On the basis of this chronology revision, we can confirm the depositional hiatus noted by Fuller et al. (2014). The interval between 18.5 and 16 uncalibrated ¹⁴C ka BP, which corresponds to approximately 22.4 to 19.3 calendar ka BP, has not been filled by results from subsequent papers. In our analysis, this gap corresponds to the end of the LGM bin and the beginning of the Deglacial bin. The hiatus interval is marked in red on Figure 2, where it can be seen that only three dates fall within it. Of these three, one has unusually large errors, ±3250 years (sample QC405b of Marcus and Berger [1984], Pit 81); one is unreliable due to being from the >30 kDa fraction (sample UCIAMS91653 of Fuller et al. [2014], Pit 61/67); and the third is from a wood sample (sample 427R of Marcus and Berger [1984], Pit 16), which may be unreliable on account of the long environmental residence time of dead wood (Schiffer 1986). For discussion of possible reasons for this hiatus, see Fuller et al. (2014).

Conclusions

Previous studies of the mammals and birds of RLB by our research group tended to document stasis in most of the morphological variables through most of the late Pleistocene in all 9 mammals and 19 birds that were studied. This was already clear from analysis of variance studies of all the samples (in taxa that were abundant enough for parametric tests), where no pit stood out from the pooled mean of all pits. In particular, there was no evidence of larger individuals with more robust limbs during the peak glacial interval, as would be predicted from Bergmann’s rule or Allen’s rule, so there was no simple response to climate change in those studies. With newer radiocarbon dates and better estimates of the ages of the specimens, we still do not see an obvious response to the colder conditions of the last glacial interval, but there are indications of a response to the climate change at the glacial/interglacial transition, at the same time that most of the megamammals and many of the birds went extinct. In fact, the patterns are now more complex: stasis or at least no evidence of directional change in the vast majority of the taxa and anatomical elements sampled, but some directional change in a few taxa, none of it correlated in a straightforward fashion with the climate changes in this time interval. Thus, it appears that the birds and mammals of RLB did not respond straightforwardly to climate by becoming smaller as the climate warmed, but some measurements do appear to have responded to the variety of ecological changes during the Pleistocene/Holocene transition.

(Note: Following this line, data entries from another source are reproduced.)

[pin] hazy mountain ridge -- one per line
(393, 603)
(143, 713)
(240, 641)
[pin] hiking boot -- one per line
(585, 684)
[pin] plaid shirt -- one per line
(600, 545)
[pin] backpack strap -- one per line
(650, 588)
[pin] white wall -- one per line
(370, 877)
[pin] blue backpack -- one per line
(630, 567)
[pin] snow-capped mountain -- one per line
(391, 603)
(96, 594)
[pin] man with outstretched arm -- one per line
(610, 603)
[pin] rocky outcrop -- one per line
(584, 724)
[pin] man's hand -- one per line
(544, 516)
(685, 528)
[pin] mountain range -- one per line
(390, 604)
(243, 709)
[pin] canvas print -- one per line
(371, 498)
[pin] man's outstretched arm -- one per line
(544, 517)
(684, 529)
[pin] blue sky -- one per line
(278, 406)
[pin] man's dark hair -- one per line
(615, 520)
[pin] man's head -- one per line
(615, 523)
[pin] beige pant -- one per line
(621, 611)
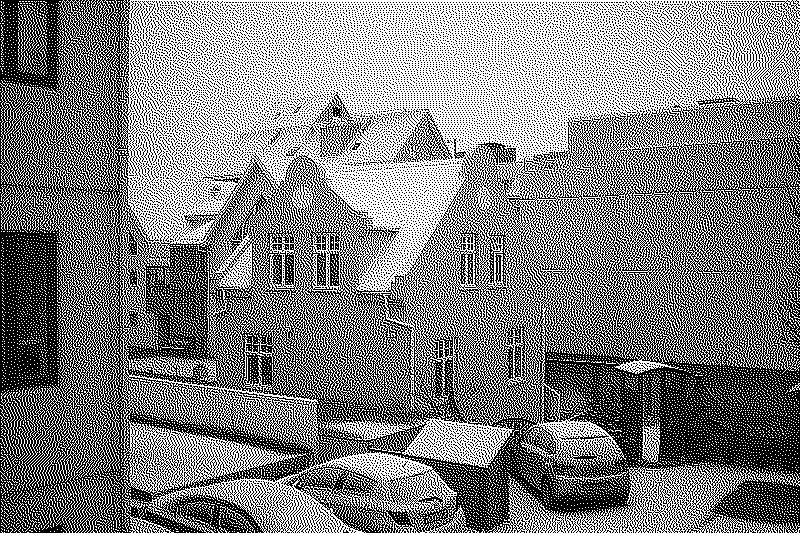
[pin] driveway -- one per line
(662, 499)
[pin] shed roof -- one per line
(456, 442)
(641, 367)
(409, 197)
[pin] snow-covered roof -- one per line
(409, 197)
(383, 138)
(194, 236)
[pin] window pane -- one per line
(277, 274)
(32, 34)
(334, 269)
(448, 375)
(289, 269)
(321, 270)
(266, 370)
(252, 368)
(437, 379)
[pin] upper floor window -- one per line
(282, 251)
(443, 357)
(515, 353)
(29, 42)
(258, 352)
(468, 259)
(497, 260)
(28, 310)
(326, 264)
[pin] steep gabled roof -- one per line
(411, 197)
(383, 138)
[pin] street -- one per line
(672, 499)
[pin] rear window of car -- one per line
(762, 501)
(417, 487)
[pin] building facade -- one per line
(63, 192)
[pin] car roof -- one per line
(379, 466)
(262, 498)
(574, 429)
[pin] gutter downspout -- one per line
(412, 354)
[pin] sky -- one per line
(201, 73)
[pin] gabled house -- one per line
(217, 228)
(383, 288)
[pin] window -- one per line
(237, 237)
(258, 352)
(443, 352)
(282, 250)
(29, 42)
(326, 264)
(515, 353)
(497, 260)
(28, 310)
(468, 260)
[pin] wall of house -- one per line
(480, 319)
(329, 345)
(143, 333)
(64, 448)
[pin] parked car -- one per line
(242, 506)
(573, 461)
(520, 426)
(383, 492)
(756, 507)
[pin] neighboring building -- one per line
(63, 192)
(140, 325)
(672, 236)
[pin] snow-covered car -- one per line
(383, 492)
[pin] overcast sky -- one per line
(513, 73)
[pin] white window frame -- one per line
(282, 246)
(467, 260)
(444, 350)
(327, 245)
(497, 260)
(515, 354)
(262, 348)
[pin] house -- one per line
(63, 188)
(671, 236)
(247, 173)
(139, 324)
(380, 288)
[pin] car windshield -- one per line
(418, 487)
(761, 501)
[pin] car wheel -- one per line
(546, 490)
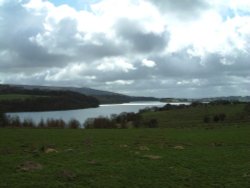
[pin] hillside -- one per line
(14, 99)
(104, 97)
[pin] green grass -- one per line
(15, 96)
(127, 158)
(194, 116)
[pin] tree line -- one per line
(45, 100)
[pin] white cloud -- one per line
(120, 82)
(115, 64)
(148, 63)
(199, 46)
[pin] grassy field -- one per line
(195, 157)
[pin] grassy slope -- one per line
(115, 158)
(194, 116)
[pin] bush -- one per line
(74, 124)
(100, 123)
(206, 119)
(3, 120)
(152, 123)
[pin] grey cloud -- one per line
(141, 42)
(184, 9)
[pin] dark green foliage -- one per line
(3, 119)
(44, 100)
(74, 124)
(100, 123)
(206, 119)
(152, 123)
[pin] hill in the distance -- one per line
(105, 97)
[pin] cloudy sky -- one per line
(162, 48)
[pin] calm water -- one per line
(83, 114)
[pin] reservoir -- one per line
(83, 114)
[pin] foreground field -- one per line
(194, 157)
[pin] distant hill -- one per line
(105, 97)
(18, 99)
(209, 99)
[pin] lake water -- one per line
(83, 114)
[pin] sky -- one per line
(160, 48)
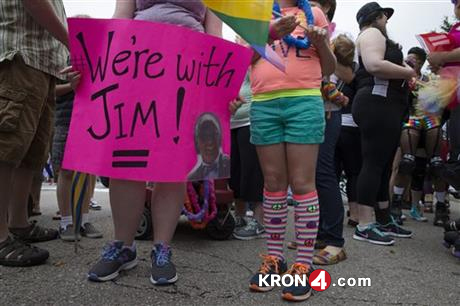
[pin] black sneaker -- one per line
(15, 253)
(394, 230)
(114, 258)
(163, 270)
(373, 235)
(270, 265)
(456, 248)
(395, 210)
(441, 215)
(299, 293)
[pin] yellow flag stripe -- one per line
(255, 9)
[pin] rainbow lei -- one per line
(198, 215)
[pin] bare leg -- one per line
(64, 185)
(167, 202)
(17, 210)
(6, 174)
(127, 199)
(240, 208)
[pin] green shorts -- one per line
(298, 120)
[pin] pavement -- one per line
(417, 271)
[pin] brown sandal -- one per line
(325, 258)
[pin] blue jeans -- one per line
(330, 199)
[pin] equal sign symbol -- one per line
(133, 158)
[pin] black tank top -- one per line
(382, 87)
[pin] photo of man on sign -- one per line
(212, 162)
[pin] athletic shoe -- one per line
(16, 253)
(456, 248)
(441, 215)
(352, 223)
(68, 233)
(114, 259)
(270, 265)
(394, 230)
(417, 215)
(163, 270)
(298, 293)
(34, 233)
(252, 230)
(88, 230)
(373, 235)
(239, 222)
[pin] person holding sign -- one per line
(33, 50)
(287, 126)
(127, 197)
(379, 109)
(438, 60)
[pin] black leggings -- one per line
(454, 133)
(380, 122)
(348, 158)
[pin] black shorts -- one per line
(246, 179)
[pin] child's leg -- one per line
(272, 161)
(302, 169)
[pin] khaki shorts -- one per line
(27, 103)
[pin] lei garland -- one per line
(198, 215)
(301, 43)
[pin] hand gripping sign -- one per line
(153, 100)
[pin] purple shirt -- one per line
(189, 13)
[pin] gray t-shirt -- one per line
(190, 13)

Several possible follow-up studies are suggested. First, the resampling method in this paper could help to illuminate the effect of temporal uncertainty on time-series modeling results. By generating simulated time series with known evolutionary modes and simulated age uncertainty distributions, resampling them, and assessing the fidelity of the resulting model fits, one could parameterize the recoverability of different evolutionary patterns as a function of time averaging. Second, although we have reevaluated the major claims in the preceding paper series, this review has not fully examined the extensive amount of data presented herein. For 10 of these species there are multiple anatomical elements present in our dataset, which offers an opportunity to examine whether changes in different body parts are coordinated. For example, most of Gymnogyps amplus remains unchanged through the interval, but the cranium, carpometacarpus, and humerus decrease in size. In particular, examining our outlier Smilodon fatalis in detail and in conjunction with other recent studies of dietary isotopes, morphology, and developmental integration in Smilodon (Coltrain et al. 2004; Meachen et al. 2014; Goswami et al. 2015; Fuller et al. 2020) might illuminate the relationship between environment, morphology, and extinction. Comparing the trajectories of species with respect to their shared ecological traits might cast light on the specific environmental pressures affecting the RLB vertebrate community during the Pleistocene/Holocene transition.